Parce que le réac est spirituel. Il déplore l'absence de verticalité dans nos sociétés. Le trou béant laissé par le départ des valeurs traditionnelles a ouvert le champ aux plus viles intentions. Ces structures paradoxalement, formait comme un cocon, un bouclier contre une globalisation toujours plus invasive. Après la marchandisation des objets, le corps humain semble être le prochain cœur de cible de nos thuriféraires mondialisés. Plus rien de sacré, d'intouchable, tout peut être matérialisé et empilé sur un comptoir.
Voilà une piste intéressante pour comprendre ce retour du fait religieux chez nos compatriotes musulmans. L'état ne proposant plus aucune espèce de transcendance, l'homme se tourne naturellement vers le réconfort d'un idéal qui le dépasse et l'inspire.
La déconstruction toujours plus croissante du monde d'avant par nos élites a permis cette dichotomie, génératrice de beaucoup de tensions présentes.


Parce que le réac est allergique aux épithètes. Il rejette farouchement l'armada sémantique de la caste médiatico-politique à l'œuvre dans la société. Celle qui se pense plus procureur que journaliste, plus douanière que pluraliste. Faut dire qu'elle ne laisse rien passer. Elle traque en meute sans relâche et repère derechef le malheureux qui a osé franchir le Rubicon de la pensée.
Vous savez le fameux « dérapage» ! Leitmotiv scandé à chaque instants, pour tout et absolument n'importe quoi. Il serait judicieux que ces gendarmes de la syntaxe sûre nous donne les coordonnées GPS de cette route sacrée, afin qu'on puisse en étudier les bas-cotés. On dépasse la ligne si vite de nos jours... Prudence !
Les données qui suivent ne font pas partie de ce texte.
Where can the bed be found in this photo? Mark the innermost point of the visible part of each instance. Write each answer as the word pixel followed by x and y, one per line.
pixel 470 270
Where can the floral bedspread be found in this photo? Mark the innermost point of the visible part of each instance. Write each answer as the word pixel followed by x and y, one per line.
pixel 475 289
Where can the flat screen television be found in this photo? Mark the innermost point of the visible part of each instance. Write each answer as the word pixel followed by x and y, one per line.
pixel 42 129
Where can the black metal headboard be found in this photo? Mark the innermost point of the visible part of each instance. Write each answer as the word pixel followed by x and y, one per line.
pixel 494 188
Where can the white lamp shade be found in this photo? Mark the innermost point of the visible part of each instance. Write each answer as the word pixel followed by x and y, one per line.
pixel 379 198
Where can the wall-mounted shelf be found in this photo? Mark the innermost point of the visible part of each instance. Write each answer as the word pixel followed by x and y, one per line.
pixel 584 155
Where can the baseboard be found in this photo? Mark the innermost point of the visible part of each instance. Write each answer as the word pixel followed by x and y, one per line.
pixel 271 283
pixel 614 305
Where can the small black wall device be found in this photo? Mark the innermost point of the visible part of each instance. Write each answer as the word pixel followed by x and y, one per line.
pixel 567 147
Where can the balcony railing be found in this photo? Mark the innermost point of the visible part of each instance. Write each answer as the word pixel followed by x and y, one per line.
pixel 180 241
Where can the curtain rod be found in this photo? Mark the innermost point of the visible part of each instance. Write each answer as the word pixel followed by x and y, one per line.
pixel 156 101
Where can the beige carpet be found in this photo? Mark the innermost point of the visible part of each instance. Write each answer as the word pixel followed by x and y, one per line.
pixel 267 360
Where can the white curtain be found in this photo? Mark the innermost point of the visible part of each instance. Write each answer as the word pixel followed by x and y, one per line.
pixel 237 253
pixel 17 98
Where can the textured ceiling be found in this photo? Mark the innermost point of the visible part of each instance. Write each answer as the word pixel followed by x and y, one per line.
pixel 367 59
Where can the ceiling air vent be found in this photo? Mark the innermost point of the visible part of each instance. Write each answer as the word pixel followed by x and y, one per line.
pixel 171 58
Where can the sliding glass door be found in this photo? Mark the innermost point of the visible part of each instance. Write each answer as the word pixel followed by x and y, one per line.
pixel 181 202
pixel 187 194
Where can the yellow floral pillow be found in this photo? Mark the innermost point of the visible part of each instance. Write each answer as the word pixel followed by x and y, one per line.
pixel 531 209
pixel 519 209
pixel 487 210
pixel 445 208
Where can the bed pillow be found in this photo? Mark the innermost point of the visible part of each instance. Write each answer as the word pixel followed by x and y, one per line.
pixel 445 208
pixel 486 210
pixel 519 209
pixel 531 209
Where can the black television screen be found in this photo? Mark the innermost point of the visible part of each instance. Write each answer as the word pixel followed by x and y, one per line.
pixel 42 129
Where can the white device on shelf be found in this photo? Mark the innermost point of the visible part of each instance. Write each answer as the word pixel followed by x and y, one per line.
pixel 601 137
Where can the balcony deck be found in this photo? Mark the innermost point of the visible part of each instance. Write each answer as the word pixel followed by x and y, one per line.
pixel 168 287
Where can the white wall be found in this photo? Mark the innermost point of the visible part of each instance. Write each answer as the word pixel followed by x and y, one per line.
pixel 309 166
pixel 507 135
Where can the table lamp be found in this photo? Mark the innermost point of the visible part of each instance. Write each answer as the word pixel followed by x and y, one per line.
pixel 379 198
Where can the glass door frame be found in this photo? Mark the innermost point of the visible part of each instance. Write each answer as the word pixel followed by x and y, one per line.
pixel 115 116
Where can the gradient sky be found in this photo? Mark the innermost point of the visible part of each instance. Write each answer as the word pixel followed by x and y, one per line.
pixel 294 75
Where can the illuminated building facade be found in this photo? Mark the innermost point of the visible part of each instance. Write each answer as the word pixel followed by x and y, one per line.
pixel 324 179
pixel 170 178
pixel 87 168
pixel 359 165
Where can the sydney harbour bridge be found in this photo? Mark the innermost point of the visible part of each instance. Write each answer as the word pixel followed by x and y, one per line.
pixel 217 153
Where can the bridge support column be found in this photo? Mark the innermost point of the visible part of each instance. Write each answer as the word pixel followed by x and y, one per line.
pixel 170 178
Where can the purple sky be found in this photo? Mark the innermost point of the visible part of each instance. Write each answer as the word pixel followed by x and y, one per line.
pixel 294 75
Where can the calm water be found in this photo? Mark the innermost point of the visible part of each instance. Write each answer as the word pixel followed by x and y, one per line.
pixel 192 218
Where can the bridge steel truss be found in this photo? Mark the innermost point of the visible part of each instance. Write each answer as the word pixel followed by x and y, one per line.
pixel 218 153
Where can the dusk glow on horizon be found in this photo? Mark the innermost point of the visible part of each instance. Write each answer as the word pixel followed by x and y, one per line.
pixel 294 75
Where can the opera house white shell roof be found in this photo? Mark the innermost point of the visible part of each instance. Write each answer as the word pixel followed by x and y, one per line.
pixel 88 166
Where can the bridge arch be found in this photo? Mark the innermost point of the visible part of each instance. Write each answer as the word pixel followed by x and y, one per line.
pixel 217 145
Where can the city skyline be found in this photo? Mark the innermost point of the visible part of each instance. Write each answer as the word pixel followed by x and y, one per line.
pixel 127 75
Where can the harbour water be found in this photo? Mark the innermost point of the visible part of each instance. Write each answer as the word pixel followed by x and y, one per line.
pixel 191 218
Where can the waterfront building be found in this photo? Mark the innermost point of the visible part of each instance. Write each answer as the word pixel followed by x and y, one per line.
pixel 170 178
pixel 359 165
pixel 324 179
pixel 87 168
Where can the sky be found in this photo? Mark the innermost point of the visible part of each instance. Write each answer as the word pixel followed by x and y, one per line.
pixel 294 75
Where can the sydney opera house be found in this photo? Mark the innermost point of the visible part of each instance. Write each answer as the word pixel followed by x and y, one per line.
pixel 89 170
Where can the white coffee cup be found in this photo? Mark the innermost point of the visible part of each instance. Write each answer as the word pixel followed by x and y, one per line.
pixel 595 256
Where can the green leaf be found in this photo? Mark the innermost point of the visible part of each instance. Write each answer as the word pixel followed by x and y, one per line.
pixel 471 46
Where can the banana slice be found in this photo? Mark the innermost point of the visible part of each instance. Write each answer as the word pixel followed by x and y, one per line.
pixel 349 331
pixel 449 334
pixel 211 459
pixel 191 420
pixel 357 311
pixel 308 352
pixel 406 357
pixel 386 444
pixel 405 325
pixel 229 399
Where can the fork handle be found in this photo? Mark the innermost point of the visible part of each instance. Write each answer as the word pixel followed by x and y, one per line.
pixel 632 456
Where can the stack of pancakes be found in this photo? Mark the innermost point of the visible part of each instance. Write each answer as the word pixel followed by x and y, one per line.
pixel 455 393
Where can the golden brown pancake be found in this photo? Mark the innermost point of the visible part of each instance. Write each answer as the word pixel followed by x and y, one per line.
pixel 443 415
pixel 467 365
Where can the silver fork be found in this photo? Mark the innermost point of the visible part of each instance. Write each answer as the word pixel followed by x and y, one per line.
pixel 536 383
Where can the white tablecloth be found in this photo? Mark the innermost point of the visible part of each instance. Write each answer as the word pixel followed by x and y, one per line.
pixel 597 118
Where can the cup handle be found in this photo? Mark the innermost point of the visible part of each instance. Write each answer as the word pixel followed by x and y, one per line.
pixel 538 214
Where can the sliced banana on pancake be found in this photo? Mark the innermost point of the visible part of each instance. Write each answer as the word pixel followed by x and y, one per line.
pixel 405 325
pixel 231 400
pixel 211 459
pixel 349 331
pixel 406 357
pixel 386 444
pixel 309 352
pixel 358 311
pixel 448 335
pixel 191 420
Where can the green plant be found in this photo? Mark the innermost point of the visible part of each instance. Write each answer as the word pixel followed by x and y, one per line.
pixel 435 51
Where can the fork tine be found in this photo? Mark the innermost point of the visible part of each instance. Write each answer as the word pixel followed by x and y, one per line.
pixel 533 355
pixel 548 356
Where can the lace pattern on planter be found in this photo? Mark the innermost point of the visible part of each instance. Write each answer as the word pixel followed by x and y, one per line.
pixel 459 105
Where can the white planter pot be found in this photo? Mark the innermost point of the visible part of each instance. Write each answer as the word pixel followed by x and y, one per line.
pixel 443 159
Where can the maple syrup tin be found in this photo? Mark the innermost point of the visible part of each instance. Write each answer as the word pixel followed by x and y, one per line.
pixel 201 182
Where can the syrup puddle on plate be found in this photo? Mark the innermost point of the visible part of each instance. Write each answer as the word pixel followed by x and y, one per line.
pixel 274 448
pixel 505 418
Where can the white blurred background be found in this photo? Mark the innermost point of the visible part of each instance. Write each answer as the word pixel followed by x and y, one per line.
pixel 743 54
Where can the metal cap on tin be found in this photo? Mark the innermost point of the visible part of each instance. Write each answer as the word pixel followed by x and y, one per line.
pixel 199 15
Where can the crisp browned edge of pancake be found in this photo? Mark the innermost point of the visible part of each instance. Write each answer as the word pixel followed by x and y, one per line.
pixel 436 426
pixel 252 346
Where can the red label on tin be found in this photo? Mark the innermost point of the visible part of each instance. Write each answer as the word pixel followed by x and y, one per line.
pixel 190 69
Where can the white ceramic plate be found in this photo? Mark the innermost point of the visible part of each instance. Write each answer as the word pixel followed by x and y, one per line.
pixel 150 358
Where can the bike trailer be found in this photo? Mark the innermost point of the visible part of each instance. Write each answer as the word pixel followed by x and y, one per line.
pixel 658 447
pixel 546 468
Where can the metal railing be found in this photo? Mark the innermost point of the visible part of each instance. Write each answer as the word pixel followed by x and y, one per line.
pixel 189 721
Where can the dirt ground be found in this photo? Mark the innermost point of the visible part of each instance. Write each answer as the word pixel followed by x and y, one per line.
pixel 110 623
Parce que le réac est incrédule quand aux néologismes contemporains. Les -ismes et les -phobes parmi les plus célèbres. Ils sont de petites étiquettes manufacturées pour mieux distinguer les gens, les restreindre toujours plus à une particularité qui ne les définit en aucun cas. La tyrannie de l'encloisonnement est le mal de l'époque. Je vous laisse deviner à qui profite cette subdivision toujours plus segmentante de la société. Atteindre le salut de l'âme par la consommation est une bien triste réalité à laquelle le réac ne souhaite pas être assimilé. Excusez-le.
Il souhaite au contraire s'affranchir de cette réclusion, déchirer les carcans imposés et se ressembler avec son prochain sous la bannière nationale, ultime protection pour barrer la route à tous les marchands de mauvaise augure.


Parce que le réac est patriote. Il respire plus que quiconque la terre sous ses pieds et le murmures de ses aïeux. Il est fier de son appartenance et le revendique à l'encan.
On le fustige pour cela. Tant de passion pour la mémoire est suspect, Il ne donne pas assez de gage en vertu du monde moderne. Pourquoi ces pétillements dans les yeux pour une époque rance et moisie ? Vous savez cette fameuse France rance, constituée de clochers d'église et de villages séculaires. En quoi cette démonstration est-elle nécessairement une haine révélée à l'égard de l'étranger ?
Au contraire il célèbre la culture et l'identité, aujourd'hui marqueurs ambigus mais hier encore valeurs de partage, formant un socle commun pour n'importe quel Français, peu importe son origine.


Le réac a les oreilles qui chauffent quand il entend certains qualifier cet amour immodéré de ringard voir nauséabond, autre terme en vigueur pour dissoudre le réac, dernier qualificatif de leur champ lexical à base de bruit et d'odeur.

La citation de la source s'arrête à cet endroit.